Symmetric Inequality in $\mathbb{R}$
Solution 1:
You can use the rearrangement Inequality. Note $$\frac{ab}{a^5+b^5+ab}\le \frac{ab}{a^4b+ab^4+ab}\\ \frac{bc}{b^5+c^5+bc}\le \frac{bc}{b^4c+bc^4+bc}\\ \frac{ac}{a^5+c^5+ac}\le \frac{ac}{a^4c+ac^4+ac}\\ $$ therefore $$\sum_{cyc}\frac{ab}{a^5+b^5+ab}\le \sum_{cyc}\frac{ab}{a^4b+ab^4+ab}=\sum_{cyc}\frac{1}{a^3+b^3+1}=\sum_{cyc}\frac{1}{a^3+b^3+\color{red}{abc}}\tag 1$$ Similarly $$\frac{1}{a^3+b^3+abc}\le \frac{1}{a^2b+ab^2+abc}\\ \frac{1}{b^3+c^3+abc}\le \frac{1}{b^2c+bc^2+abc}\\ \frac{1}{a^3+c^3+abc}\le \frac{1}{a^2c+ac^2+abc}\\ $$ thus $$\sum_{cyc}\frac{1}{a^3+b^3+abc}\le\sum_{cyc}\frac{1}{a^2b+ab^2+abc}\le \sum_{cyc}\frac{1}{ab}\left(\frac{1}{a+b+c}\right)\le\underbrace{\frac{1}{a+b+c}\sum_{cyc}\frac{1}{ab}}_{\frac{1}{a+b+c}\times\frac{a+b+c}{abc}=\frac{1}{abc}}=1\tag 2 $$ $(1)$ and $(2)$ $$\sum_{cyc}\frac{ab}{a^5+b^5+ab}\le1$$
Solution 2:
This is an IMO 1996 Shortlist problem. Here is a solution. Another one here.

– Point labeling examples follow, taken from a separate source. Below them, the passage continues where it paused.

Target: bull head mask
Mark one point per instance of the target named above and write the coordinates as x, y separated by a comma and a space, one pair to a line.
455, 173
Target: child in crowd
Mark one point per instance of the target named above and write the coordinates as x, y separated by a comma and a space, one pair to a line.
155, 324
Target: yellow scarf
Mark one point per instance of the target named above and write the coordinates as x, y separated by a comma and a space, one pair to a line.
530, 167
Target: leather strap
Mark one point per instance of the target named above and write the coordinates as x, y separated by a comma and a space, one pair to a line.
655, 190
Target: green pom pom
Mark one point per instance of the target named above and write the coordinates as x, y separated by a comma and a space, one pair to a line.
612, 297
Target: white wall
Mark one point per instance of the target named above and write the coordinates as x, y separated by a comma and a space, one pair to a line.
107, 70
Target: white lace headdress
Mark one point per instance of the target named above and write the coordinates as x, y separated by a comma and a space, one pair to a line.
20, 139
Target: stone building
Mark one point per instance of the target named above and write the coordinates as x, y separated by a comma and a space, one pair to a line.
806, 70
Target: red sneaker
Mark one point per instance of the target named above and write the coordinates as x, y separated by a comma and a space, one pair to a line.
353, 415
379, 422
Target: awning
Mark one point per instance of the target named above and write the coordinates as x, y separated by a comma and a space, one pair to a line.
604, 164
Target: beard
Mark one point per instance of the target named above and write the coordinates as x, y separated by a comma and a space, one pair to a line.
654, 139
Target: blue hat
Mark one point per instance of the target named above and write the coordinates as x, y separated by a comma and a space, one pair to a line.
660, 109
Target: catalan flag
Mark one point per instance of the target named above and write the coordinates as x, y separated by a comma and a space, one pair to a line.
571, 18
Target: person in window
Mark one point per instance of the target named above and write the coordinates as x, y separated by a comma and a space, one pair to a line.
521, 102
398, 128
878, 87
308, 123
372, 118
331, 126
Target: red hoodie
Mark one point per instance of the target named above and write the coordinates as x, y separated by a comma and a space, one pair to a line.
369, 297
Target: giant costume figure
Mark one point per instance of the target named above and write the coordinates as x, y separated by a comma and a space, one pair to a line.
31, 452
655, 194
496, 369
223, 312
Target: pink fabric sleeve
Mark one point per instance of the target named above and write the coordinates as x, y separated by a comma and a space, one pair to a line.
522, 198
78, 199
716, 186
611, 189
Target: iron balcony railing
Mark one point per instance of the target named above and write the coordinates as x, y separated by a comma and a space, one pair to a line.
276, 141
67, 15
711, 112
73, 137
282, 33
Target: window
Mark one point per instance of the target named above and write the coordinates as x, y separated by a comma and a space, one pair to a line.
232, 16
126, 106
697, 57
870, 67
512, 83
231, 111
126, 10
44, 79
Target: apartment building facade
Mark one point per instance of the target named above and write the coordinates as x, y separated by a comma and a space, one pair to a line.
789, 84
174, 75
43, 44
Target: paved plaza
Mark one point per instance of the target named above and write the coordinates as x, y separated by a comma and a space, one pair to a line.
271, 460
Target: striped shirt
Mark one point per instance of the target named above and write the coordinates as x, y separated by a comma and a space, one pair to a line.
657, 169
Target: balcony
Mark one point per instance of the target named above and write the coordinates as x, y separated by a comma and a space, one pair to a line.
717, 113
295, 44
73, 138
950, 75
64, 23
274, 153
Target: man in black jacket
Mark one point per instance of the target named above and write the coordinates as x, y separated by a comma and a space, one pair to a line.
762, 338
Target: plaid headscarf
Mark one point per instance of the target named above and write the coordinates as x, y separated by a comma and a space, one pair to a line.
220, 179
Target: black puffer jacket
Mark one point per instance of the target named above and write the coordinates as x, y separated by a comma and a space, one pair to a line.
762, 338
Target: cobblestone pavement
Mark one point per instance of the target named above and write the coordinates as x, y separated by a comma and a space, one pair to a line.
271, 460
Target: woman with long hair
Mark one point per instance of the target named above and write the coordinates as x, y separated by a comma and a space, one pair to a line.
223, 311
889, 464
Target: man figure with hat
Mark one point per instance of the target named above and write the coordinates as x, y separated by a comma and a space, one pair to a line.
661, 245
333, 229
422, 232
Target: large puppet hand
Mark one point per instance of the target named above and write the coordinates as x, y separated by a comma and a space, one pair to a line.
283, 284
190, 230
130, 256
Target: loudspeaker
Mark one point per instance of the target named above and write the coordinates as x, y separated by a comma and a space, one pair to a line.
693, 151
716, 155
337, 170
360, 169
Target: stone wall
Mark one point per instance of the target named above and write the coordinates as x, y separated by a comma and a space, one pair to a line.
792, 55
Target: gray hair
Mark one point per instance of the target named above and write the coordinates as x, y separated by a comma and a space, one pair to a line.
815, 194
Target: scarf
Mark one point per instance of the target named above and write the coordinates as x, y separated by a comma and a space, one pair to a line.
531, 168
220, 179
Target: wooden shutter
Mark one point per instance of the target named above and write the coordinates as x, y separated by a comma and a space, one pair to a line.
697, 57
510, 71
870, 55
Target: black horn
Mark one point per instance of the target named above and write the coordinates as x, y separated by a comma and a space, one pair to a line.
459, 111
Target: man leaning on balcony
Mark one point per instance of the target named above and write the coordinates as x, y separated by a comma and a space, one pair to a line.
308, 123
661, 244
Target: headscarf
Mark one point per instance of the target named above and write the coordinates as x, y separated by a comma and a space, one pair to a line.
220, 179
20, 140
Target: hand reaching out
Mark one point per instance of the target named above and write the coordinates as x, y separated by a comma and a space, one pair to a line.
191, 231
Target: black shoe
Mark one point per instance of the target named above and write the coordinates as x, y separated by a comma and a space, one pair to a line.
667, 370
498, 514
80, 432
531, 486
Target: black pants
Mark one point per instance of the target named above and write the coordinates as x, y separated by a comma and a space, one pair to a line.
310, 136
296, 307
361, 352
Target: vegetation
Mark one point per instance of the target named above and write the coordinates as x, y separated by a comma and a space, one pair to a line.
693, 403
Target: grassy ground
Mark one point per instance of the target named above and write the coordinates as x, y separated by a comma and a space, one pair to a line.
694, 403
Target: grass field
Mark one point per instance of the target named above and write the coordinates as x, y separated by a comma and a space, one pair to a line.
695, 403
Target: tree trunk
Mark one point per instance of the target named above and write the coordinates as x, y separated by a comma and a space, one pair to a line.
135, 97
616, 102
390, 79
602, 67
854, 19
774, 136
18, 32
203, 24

Well if you consider the approach in the first link I shared, you can do everything with some bunch of AGMs. Consider the following
\begin{align*} 2a^4 + 2b^4&= a^4 + b^4 +a^4 + b^4\\ &\geq a^4 + b^4 + 2a^2b^2 \\ &= (a^4 + a^2b^2) + (b^4 + a^2b^2) \\ &\geq 2a^3b + 2ab^3 \\ \end{align*}
Here we showed $a^4 + b^4 - a^3b -ab^3 \geq 0$. Therefore \begin{align*} a^5 + b^5 &= (a+b)(a^4 + b^4 - a^3b -ab^3 + a^2b^2)\\ &\geq (a+b)a^2b^2 \end{align*} Which means \begin{align*} \frac{ab}{a^5 + ab +b^5} &\leq \frac{ab}{(a+b)a^2b^2 + ab}\\ &\leq \frac{1}{(a+b)ab + 1}\\ &= \frac{c}{a+b+c}\\ \end{align*} Note: You can do without "Rearrrengement".